BTW, I think I will give her the Track feat, this way there is a good reason, why she would join in (tracking could be handy).

Bye
Thanee


----------



## DralonXitz (Jun 21, 2004)

Thanee said:
			
		

> Ok.
> 
> One more question, what major languages (besides Basic) are spoken on the world we are on (Clak'Dor VII)? Not sure what to pick there, besides the obvious stuff.
> 
> ...




Clak'Dor VII happens to be the Home of the Bith, so it might help to speak the language.


----------



## wizardneedsfood (Jun 21, 2004)

DralonXitz said:
			
		

> Good questions.  First, rolling 4 six sided dice, removing lowest number, below 1 is reroll.
> 
> Second, 6th level charecters get 10,000 starting.
> 
> Third, it will work great.





Sounds great, I'll work up the character sheet this afternoon/tonight and put it up on the character thread.


----------



## Thanee (Jun 21, 2004)

Ah, one other question. I have read about a bounty hunter class, but was never able to find it. 

Do you know, in what book it is in?

Bye
Thanee


----------



## DralonXitz (Jun 21, 2004)

Thanee said:
			
		

> Ah, one other question.

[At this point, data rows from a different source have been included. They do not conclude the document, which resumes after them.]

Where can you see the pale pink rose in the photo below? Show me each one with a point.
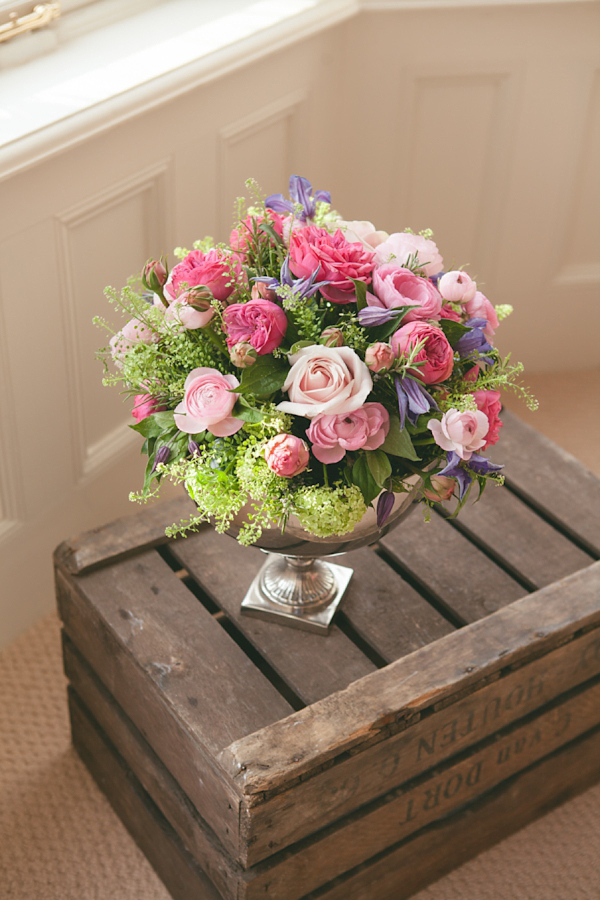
(333, 258)
(258, 322)
(325, 380)
(481, 308)
(442, 488)
(286, 455)
(379, 357)
(145, 405)
(395, 286)
(460, 432)
(332, 436)
(457, 287)
(207, 403)
(400, 246)
(436, 352)
(488, 402)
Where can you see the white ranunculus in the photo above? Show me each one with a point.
(330, 380)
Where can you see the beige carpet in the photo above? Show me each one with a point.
(60, 840)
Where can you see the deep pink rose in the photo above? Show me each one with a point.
(457, 287)
(334, 258)
(436, 353)
(481, 308)
(325, 380)
(216, 270)
(332, 436)
(258, 322)
(401, 246)
(460, 432)
(207, 403)
(395, 286)
(286, 455)
(144, 405)
(488, 402)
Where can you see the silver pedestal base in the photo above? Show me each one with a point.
(298, 604)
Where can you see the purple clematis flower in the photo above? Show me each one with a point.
(301, 193)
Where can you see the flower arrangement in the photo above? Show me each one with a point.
(309, 368)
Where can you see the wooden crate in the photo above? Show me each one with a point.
(456, 698)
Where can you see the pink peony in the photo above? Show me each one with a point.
(460, 432)
(286, 455)
(258, 322)
(325, 380)
(332, 436)
(207, 403)
(335, 260)
(145, 405)
(488, 402)
(395, 286)
(436, 353)
(400, 246)
(457, 287)
(215, 270)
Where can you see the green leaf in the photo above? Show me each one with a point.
(264, 377)
(379, 466)
(398, 441)
(362, 478)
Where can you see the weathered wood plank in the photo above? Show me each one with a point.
(312, 669)
(447, 564)
(550, 479)
(152, 833)
(428, 742)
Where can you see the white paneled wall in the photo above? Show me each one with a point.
(481, 123)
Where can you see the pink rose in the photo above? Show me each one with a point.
(488, 402)
(258, 322)
(286, 455)
(379, 357)
(437, 354)
(395, 286)
(207, 403)
(457, 287)
(400, 246)
(334, 258)
(332, 436)
(325, 380)
(460, 432)
(145, 405)
(216, 270)
(479, 307)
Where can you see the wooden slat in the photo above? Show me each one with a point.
(458, 574)
(312, 665)
(550, 478)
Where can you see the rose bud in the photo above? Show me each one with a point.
(332, 337)
(379, 357)
(243, 355)
(286, 455)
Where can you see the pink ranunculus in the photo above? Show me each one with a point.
(258, 322)
(457, 287)
(333, 258)
(460, 432)
(400, 246)
(479, 307)
(489, 403)
(331, 436)
(395, 286)
(216, 270)
(325, 380)
(379, 357)
(145, 405)
(207, 403)
(437, 354)
(286, 455)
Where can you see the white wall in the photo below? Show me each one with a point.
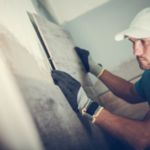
(67, 10)
(14, 19)
(95, 32)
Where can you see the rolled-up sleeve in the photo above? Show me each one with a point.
(139, 88)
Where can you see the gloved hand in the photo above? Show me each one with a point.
(75, 94)
(88, 62)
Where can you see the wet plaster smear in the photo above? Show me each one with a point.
(14, 18)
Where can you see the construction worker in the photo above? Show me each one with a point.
(133, 132)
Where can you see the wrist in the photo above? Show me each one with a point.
(95, 116)
(94, 68)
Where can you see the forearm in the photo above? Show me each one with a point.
(118, 86)
(126, 130)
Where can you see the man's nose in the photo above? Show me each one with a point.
(137, 49)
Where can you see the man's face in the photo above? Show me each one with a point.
(141, 48)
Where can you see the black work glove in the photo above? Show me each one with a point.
(74, 93)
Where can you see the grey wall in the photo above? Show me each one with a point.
(95, 32)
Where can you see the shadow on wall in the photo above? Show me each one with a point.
(41, 11)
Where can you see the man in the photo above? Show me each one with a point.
(135, 133)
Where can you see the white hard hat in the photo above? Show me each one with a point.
(139, 28)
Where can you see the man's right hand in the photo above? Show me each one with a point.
(88, 62)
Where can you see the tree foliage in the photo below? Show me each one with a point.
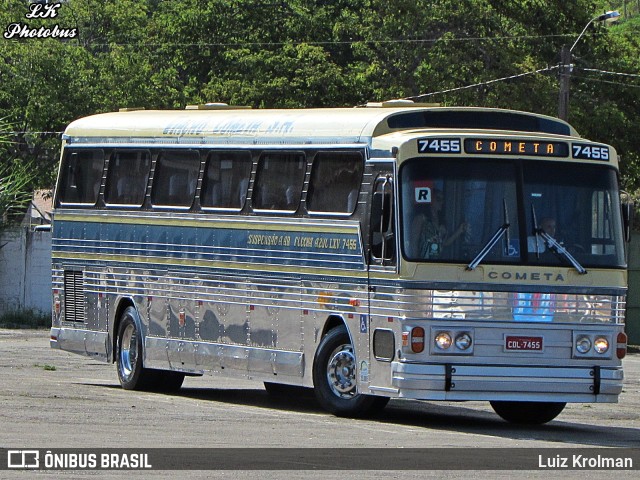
(310, 53)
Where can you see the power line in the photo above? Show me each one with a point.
(588, 79)
(481, 84)
(333, 42)
(605, 72)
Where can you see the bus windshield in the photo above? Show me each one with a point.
(541, 213)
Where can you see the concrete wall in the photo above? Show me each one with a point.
(25, 270)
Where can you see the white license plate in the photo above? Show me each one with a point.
(523, 344)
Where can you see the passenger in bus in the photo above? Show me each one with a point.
(430, 231)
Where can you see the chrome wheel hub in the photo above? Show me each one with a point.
(341, 372)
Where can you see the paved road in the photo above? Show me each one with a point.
(54, 399)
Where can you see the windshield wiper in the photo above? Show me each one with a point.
(553, 244)
(493, 240)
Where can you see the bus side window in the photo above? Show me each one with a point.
(382, 224)
(226, 180)
(127, 177)
(335, 182)
(175, 178)
(81, 176)
(279, 179)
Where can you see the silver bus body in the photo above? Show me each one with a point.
(251, 292)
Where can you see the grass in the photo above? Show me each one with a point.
(25, 319)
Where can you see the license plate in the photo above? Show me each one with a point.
(523, 344)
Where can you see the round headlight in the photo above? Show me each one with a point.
(583, 345)
(463, 341)
(601, 345)
(443, 340)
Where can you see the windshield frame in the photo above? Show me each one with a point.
(520, 218)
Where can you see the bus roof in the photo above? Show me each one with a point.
(301, 126)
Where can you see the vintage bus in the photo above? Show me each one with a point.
(396, 250)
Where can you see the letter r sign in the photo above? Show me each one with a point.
(423, 194)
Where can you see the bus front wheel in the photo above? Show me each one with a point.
(528, 413)
(131, 373)
(334, 378)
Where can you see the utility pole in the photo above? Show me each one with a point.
(566, 67)
(565, 81)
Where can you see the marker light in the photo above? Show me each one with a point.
(443, 340)
(417, 339)
(621, 349)
(583, 345)
(463, 341)
(601, 345)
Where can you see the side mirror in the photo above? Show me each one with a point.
(628, 212)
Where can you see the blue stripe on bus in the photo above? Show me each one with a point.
(288, 248)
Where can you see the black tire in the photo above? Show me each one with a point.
(334, 378)
(129, 353)
(528, 413)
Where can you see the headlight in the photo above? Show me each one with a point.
(583, 345)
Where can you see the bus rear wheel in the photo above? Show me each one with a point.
(131, 373)
(334, 378)
(528, 413)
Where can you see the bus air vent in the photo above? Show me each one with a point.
(73, 296)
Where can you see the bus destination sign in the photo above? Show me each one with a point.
(496, 146)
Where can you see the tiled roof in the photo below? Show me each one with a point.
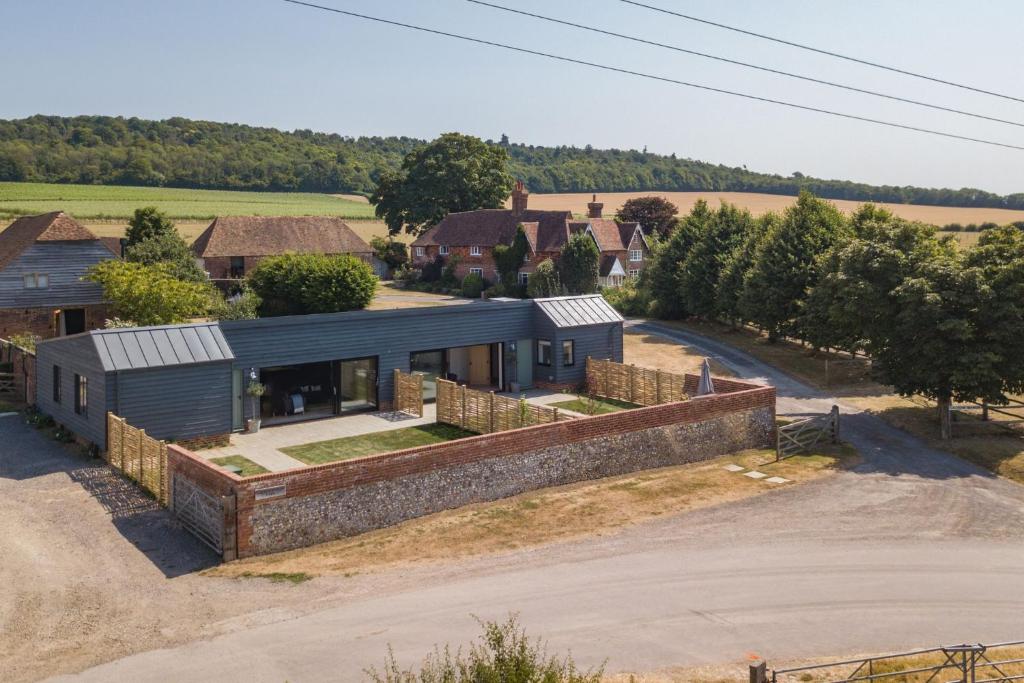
(55, 226)
(131, 348)
(270, 236)
(578, 311)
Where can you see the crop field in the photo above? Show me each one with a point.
(118, 202)
(759, 204)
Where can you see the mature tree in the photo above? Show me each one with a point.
(785, 263)
(298, 284)
(394, 254)
(167, 248)
(147, 223)
(736, 264)
(702, 266)
(454, 173)
(579, 264)
(150, 294)
(544, 281)
(664, 269)
(655, 214)
(509, 258)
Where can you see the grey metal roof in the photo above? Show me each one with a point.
(577, 311)
(131, 348)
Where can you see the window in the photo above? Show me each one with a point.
(568, 352)
(81, 395)
(543, 352)
(36, 281)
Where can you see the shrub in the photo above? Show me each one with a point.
(503, 653)
(300, 284)
(472, 286)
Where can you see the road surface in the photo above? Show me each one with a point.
(912, 548)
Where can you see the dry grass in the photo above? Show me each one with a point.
(759, 204)
(545, 516)
(652, 351)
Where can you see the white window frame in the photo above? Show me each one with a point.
(36, 281)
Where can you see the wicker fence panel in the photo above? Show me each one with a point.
(139, 457)
(635, 385)
(485, 412)
(409, 392)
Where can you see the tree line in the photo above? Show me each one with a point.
(937, 321)
(183, 153)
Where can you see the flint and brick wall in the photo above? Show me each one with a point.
(301, 507)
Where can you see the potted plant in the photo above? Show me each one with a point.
(255, 390)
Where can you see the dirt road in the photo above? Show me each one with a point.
(913, 547)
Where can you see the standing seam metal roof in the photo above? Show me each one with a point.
(131, 348)
(578, 311)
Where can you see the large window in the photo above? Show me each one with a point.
(81, 395)
(543, 352)
(568, 352)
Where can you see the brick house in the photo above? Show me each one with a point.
(231, 246)
(472, 237)
(42, 261)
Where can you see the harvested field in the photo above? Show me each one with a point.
(759, 204)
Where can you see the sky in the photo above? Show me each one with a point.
(272, 63)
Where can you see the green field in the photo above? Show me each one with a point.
(118, 202)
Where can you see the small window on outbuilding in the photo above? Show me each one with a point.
(568, 352)
(543, 352)
(81, 394)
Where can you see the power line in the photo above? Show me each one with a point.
(744, 63)
(652, 77)
(821, 51)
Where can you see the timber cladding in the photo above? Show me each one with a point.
(283, 510)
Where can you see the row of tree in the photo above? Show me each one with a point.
(182, 153)
(937, 321)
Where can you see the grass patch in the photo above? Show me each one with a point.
(549, 515)
(596, 407)
(248, 467)
(375, 442)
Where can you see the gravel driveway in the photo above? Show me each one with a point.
(911, 548)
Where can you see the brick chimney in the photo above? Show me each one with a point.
(519, 198)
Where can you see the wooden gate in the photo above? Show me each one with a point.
(200, 512)
(802, 435)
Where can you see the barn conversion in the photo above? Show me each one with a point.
(188, 382)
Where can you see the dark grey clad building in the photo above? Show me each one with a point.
(187, 381)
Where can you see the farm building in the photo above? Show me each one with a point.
(231, 246)
(187, 382)
(42, 261)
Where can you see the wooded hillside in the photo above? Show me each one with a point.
(181, 153)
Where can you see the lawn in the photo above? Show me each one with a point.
(248, 467)
(595, 406)
(548, 515)
(118, 202)
(374, 442)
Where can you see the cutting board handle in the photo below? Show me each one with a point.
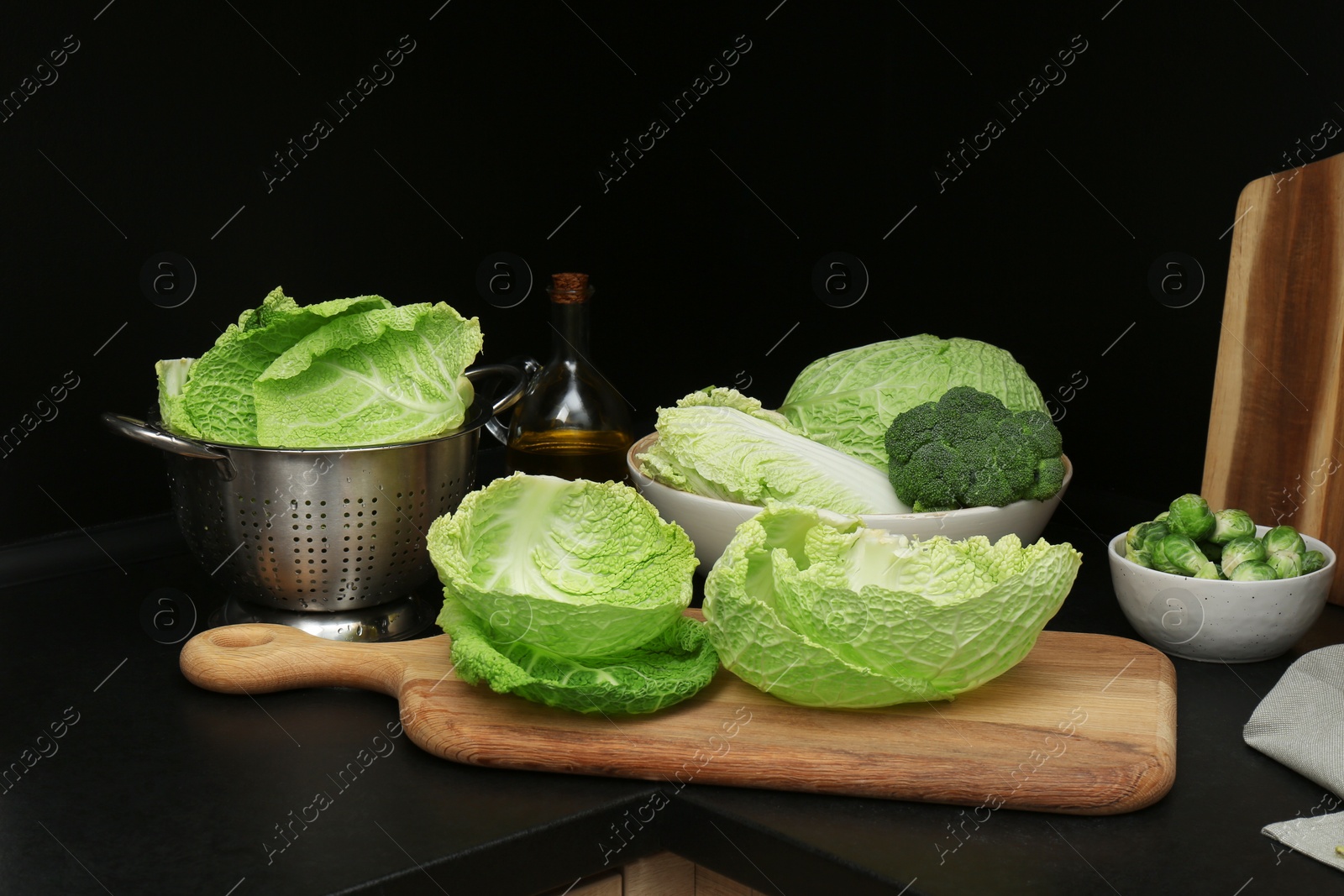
(261, 658)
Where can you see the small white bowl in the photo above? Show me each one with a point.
(711, 521)
(1216, 621)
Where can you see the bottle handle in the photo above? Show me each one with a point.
(530, 369)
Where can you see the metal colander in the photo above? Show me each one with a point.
(320, 530)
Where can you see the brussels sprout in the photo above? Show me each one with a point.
(1230, 524)
(1189, 515)
(1139, 543)
(1241, 550)
(1253, 571)
(1135, 540)
(1179, 555)
(1209, 571)
(1284, 539)
(1287, 564)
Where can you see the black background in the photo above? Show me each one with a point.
(491, 134)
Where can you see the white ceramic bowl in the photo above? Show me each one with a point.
(711, 521)
(1220, 621)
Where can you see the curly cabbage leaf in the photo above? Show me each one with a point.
(678, 663)
(823, 611)
(217, 396)
(570, 593)
(850, 398)
(723, 445)
(386, 375)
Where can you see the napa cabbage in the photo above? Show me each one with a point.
(725, 445)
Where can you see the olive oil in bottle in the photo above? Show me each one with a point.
(571, 422)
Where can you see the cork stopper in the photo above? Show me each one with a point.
(569, 289)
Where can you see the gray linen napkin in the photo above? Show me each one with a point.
(1301, 725)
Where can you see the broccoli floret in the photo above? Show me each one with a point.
(967, 449)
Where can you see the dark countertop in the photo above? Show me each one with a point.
(163, 788)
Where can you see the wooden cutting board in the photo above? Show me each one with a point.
(1085, 725)
(1276, 432)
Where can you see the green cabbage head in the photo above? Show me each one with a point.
(822, 611)
(848, 399)
(570, 593)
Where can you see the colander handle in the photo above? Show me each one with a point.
(159, 438)
(521, 372)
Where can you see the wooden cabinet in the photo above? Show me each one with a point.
(662, 875)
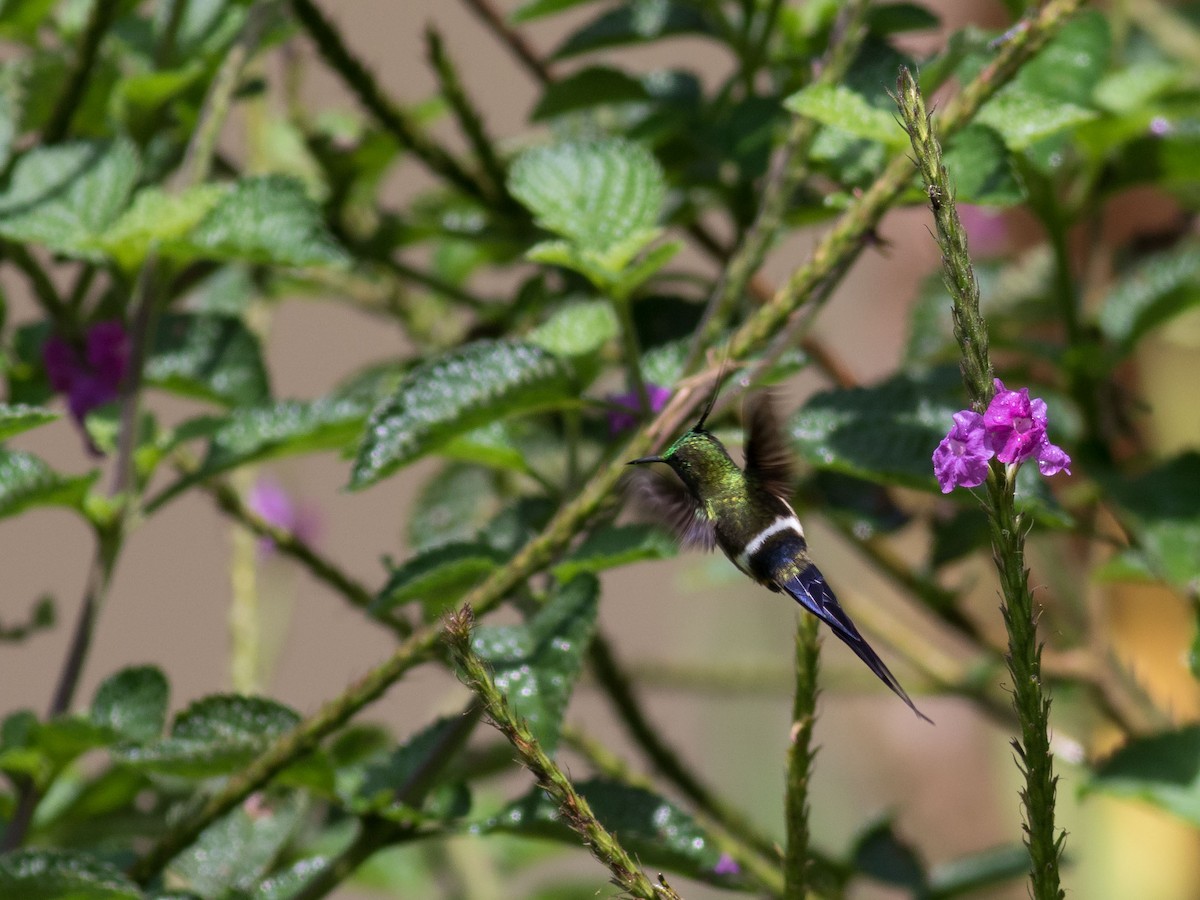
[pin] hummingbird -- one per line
(713, 503)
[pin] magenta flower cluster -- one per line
(1013, 430)
(619, 421)
(93, 378)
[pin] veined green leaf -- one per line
(64, 197)
(455, 394)
(613, 546)
(132, 702)
(850, 112)
(535, 665)
(213, 358)
(25, 483)
(63, 875)
(17, 418)
(215, 736)
(438, 577)
(1162, 769)
(595, 193)
(652, 828)
(263, 219)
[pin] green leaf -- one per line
(132, 702)
(979, 168)
(65, 196)
(592, 87)
(635, 22)
(849, 111)
(599, 195)
(615, 546)
(455, 394)
(63, 875)
(885, 433)
(651, 828)
(438, 577)
(1156, 289)
(268, 220)
(214, 358)
(1163, 509)
(27, 483)
(156, 219)
(972, 873)
(1162, 769)
(535, 665)
(576, 329)
(240, 847)
(1023, 118)
(17, 418)
(881, 855)
(215, 736)
(397, 784)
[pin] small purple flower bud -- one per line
(271, 503)
(621, 421)
(1017, 426)
(726, 865)
(961, 459)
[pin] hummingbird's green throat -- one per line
(745, 513)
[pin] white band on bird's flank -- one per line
(783, 523)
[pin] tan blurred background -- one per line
(952, 789)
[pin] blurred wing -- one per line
(768, 459)
(665, 499)
(811, 592)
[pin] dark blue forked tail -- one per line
(811, 592)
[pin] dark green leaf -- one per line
(592, 87)
(1162, 769)
(213, 358)
(599, 195)
(616, 545)
(66, 196)
(438, 577)
(885, 433)
(63, 875)
(237, 850)
(132, 702)
(635, 22)
(18, 418)
(267, 219)
(25, 483)
(966, 875)
(453, 395)
(653, 829)
(881, 855)
(537, 665)
(1163, 507)
(850, 112)
(1155, 291)
(979, 169)
(215, 736)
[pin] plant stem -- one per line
(1030, 699)
(365, 87)
(59, 123)
(799, 759)
(574, 808)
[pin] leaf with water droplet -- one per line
(535, 665)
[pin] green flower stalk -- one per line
(573, 807)
(1030, 699)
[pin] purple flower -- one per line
(271, 503)
(95, 378)
(1013, 429)
(726, 865)
(961, 459)
(621, 421)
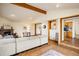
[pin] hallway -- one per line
(53, 45)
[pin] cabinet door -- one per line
(35, 42)
(24, 44)
(44, 40)
(7, 49)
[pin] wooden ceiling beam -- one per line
(24, 5)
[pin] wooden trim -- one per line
(70, 16)
(25, 5)
(49, 27)
(60, 30)
(36, 28)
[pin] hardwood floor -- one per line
(73, 42)
(53, 45)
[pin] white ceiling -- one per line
(15, 13)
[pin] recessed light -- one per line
(12, 15)
(57, 5)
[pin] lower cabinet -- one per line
(7, 49)
(44, 40)
(21, 44)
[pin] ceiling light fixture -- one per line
(12, 15)
(57, 5)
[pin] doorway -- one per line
(70, 31)
(53, 34)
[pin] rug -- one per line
(52, 53)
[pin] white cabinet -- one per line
(13, 46)
(44, 40)
(23, 44)
(7, 48)
(35, 42)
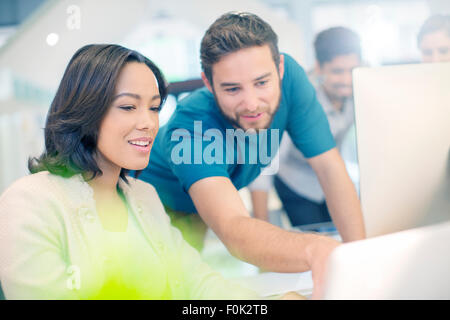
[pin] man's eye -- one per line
(337, 71)
(261, 83)
(232, 90)
(127, 108)
(155, 109)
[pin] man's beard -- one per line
(235, 122)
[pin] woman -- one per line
(77, 227)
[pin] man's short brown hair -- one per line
(234, 31)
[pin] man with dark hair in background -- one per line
(249, 86)
(338, 52)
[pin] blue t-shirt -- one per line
(199, 142)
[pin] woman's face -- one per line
(129, 127)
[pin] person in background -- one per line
(338, 52)
(433, 39)
(252, 93)
(78, 227)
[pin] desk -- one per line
(268, 283)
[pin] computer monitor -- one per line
(402, 116)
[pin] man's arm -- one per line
(342, 199)
(260, 204)
(256, 241)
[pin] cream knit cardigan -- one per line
(48, 251)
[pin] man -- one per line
(338, 52)
(251, 87)
(434, 39)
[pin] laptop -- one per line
(412, 264)
(402, 116)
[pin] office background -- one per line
(38, 37)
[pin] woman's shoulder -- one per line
(137, 186)
(37, 181)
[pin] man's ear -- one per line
(281, 66)
(206, 82)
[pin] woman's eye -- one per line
(127, 108)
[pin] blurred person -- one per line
(338, 52)
(434, 39)
(78, 227)
(250, 88)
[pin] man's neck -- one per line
(336, 102)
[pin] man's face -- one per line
(337, 75)
(246, 85)
(435, 47)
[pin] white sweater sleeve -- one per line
(32, 264)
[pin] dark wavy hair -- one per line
(83, 97)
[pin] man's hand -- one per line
(317, 255)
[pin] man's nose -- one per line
(251, 100)
(147, 120)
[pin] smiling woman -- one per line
(78, 227)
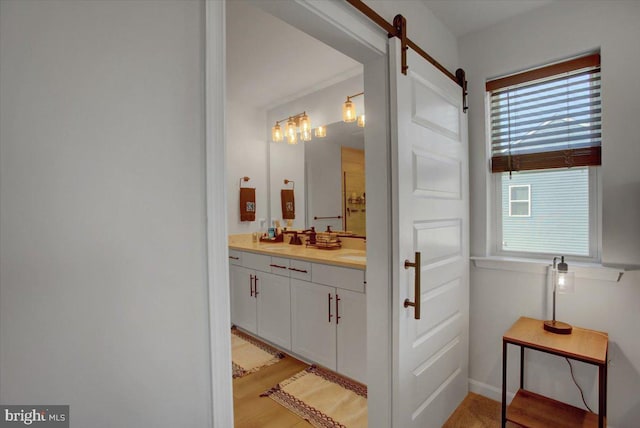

I have read about a bounty hunter class, but was never able to find it.
> 
> Do you know, in what book it is in?
> 
> ...




Absolutly m'lady, it is in the Core Rulebook pg. 265.


----------



## Thanee (Jun 21, 2004)

Ah, it's a prestige class... thanks!

Bye
Thanee


----------



## DralonXitz (Jun 21, 2004)

Thanee said:
			
		

> Ah, it's a prestige class... thanks!
> 
> Bye
> Thanee




No prob.  Another thing Thanee, and all players.  I think for a Campaign like this, the normal slow post per day method would not really be fast enough, and Perhaps we could set up times during the day when we can all be on and have a game session.

Thanks, 

Dralon Xitz-A.K.A. The GM


----------



## wizardneedsfood (Jun 21, 2004)

Another quick question, you just want us to roll the dice for attributes or use some kind of web roller?


----------



## DralonXitz (Jun 21, 2004)

wizardneedsfood said:
			
		

> Another quick question, you just want us to roll the dice for attributes or use some kind of web roller?




You can just roll your own d6's.


----------



## Thanee (Jun 21, 2004)

My rolls were kinda funny (and not bad!)... all numbers from 12 through 17 (not in that order). 

Character posted to RG now. Let me know, if anything doesn't look right.

Bye
Thanee


----------



## Thanee (Jun 21, 2004)

DralonXitz said:
			
		

> I think for a Campaign like this, the normal slow post per day method would not really be fast enough, and Perhaps we could set up times during the day when we can all be on and have a game session.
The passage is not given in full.